天幕宮上漆黑一片,星宿閃爍落下金白色的璀璨光芒,很漂亮,但看久了確實單一無趣。
芙嫣揮袖化出一張矮桌,利落地盤膝坐下,眉心墜着的紅玉因她的動作微微晃動。
她抬起眼去看謝殞,他還站在那沒有動,只垂眸望着她。
「總不能讓我站着喝完就走吧?我說喝一杯又不是真的只有一杯。」芙嫣肩頸緊繃,丹鳳眼裏光彩晦暗,她一手握緊白玉酒壺,一手放在膝上攥着拳,紅袖柔紗被攥進手心。
「三千四百七十二年,即便是我一廂情願,自我感動,也總值得……一壺酒吧?」
她越說音色越低,那麼驕傲的一個人,在他面前不止低過這一次頭。
她明明是個說一不二從容肆意的人,對他卻總是很小心,珍而重之,像對着什麼易碎品。
她是一團火,可她的火焰總是遠遠暖着他,呵護備至,從未真的猛烈燃過來,侵犯他的領域。
她會這樣是因他羸弱的外表還是細緻的性格,謝殞無從定奪。
他唯一可以確定的是,她與他這樣的時間越久,越是讓他抗拒。
抗拒到了不惜以歷劫為理由逃避。
回來後她痴心不改,他甚至又選擇了歷劫時道友的建議,與對方假裝定下婚約,讓她死心。
利用與欺騙,這在從前是他絕不會做出的事,可他還是做了。
只因他心底有個聲音告訴他,快一點,要再快一點,再不斬斷一切的話,事情會變得很糟糕。
看着眼前的芙嫣,心底那個聲音又在說了。
要再快點。
還不夠快。
她是晚輩,年紀與他相比簡直像洪荒塵埃。
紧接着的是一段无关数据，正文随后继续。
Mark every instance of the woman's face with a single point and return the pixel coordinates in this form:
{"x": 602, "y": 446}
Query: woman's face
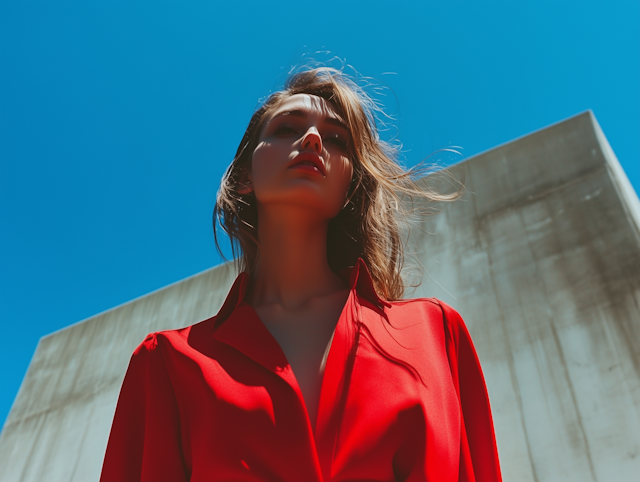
{"x": 302, "y": 157}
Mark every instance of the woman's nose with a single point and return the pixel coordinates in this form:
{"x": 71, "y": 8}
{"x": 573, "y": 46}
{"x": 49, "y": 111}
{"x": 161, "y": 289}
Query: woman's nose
{"x": 312, "y": 140}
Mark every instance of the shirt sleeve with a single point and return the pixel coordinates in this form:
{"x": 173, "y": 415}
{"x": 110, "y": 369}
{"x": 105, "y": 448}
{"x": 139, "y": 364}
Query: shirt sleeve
{"x": 144, "y": 444}
{"x": 478, "y": 450}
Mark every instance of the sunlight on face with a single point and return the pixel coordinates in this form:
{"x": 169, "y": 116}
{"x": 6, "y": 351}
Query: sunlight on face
{"x": 302, "y": 158}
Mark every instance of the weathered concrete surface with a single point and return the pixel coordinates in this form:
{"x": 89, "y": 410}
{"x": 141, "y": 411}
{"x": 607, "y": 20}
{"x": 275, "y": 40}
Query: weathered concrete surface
{"x": 541, "y": 257}
{"x": 58, "y": 427}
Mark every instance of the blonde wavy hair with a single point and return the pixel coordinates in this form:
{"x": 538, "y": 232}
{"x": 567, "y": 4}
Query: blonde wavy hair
{"x": 370, "y": 226}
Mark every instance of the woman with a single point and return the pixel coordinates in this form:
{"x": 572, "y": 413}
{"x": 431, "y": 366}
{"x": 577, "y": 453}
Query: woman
{"x": 314, "y": 369}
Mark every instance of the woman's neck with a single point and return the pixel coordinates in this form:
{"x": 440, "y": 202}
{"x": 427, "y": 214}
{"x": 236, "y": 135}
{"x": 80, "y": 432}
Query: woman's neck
{"x": 292, "y": 265}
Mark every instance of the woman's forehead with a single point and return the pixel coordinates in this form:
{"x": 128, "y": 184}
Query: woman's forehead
{"x": 309, "y": 104}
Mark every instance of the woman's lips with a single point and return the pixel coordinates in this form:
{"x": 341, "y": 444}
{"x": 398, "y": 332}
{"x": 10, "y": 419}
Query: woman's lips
{"x": 306, "y": 167}
{"x": 309, "y": 162}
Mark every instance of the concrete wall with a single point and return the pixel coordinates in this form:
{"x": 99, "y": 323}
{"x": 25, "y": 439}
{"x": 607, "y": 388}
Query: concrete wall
{"x": 541, "y": 257}
{"x": 58, "y": 427}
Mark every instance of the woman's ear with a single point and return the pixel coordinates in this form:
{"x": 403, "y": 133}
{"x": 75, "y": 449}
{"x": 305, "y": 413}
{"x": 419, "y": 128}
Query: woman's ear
{"x": 245, "y": 186}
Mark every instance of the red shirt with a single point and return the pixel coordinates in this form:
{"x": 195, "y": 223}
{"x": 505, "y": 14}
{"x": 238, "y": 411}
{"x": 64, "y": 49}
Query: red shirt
{"x": 402, "y": 398}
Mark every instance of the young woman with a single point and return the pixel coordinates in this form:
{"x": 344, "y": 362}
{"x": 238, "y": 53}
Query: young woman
{"x": 315, "y": 368}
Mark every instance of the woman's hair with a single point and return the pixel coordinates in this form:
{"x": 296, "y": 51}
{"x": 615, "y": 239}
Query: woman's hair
{"x": 370, "y": 226}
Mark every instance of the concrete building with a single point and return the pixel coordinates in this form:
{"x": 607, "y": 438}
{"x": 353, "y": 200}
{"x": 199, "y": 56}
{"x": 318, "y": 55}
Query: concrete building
{"x": 542, "y": 259}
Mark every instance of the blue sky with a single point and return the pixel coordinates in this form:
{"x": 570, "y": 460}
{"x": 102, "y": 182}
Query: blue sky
{"x": 117, "y": 120}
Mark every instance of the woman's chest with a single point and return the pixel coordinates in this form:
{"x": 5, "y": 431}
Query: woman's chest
{"x": 376, "y": 417}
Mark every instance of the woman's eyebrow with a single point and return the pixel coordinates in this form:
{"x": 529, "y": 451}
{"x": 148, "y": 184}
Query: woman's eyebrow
{"x": 302, "y": 114}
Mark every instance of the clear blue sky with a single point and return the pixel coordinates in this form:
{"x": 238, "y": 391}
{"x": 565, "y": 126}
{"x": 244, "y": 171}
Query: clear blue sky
{"x": 117, "y": 120}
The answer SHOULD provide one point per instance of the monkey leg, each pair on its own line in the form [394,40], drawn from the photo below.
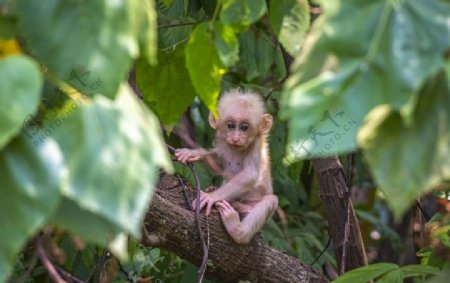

她是為何會對他有情他心知肚明,她年輕,不知內情,可以糊塗,但他不行。
謝殞坐了下來,主動化出酒杯,挽袖拿起酒壺為兩人倒上。
像是迫切地希望芙嫣立刻離開,他倒完了就要喝下自己那一杯。
芙嫣就那麼看着,總覺得他下一步會將整壺酒一飲而盡,就為了讓她趕緊走。
他那樣厭惡她,多看她一息都難以忍受嗎。
竟然都已經到這種地步了嗎。
柔軟炙熱的手握住了謝殞的手腕,他的手腕纖細,精緻,肌膚之下是血脈的青藍色。
就是這樣一隻手的主人,可以輕而易舉震懾戰神舟不渡只能勉強逃生的凶獸混沌。
謝殞手臂僵住,目光落在芙嫣身上,另一手抬起,重重扯開了她的手。
芙嫣因他的力道顫了顫身子,她好像已經習慣了被他這樣強硬拒絕,面上表情不變,隻眼底閃了閃。
「別那麼着急。」她將視線放在那杯他沒能喝下的酒上,「左不過最後這一天,說點什麼再喝吧,你哪怕再厭惡我,也不差這一會兒吧。」
謝殞側眸低頭,俊秀的臉,溫文爾雅的如玉氣質,蒼白羸弱的琉璃之姿,氣場之中亦有凌厲懾人之美。
「我與你無話可說。」
他直白得讓芙嫣下不來台。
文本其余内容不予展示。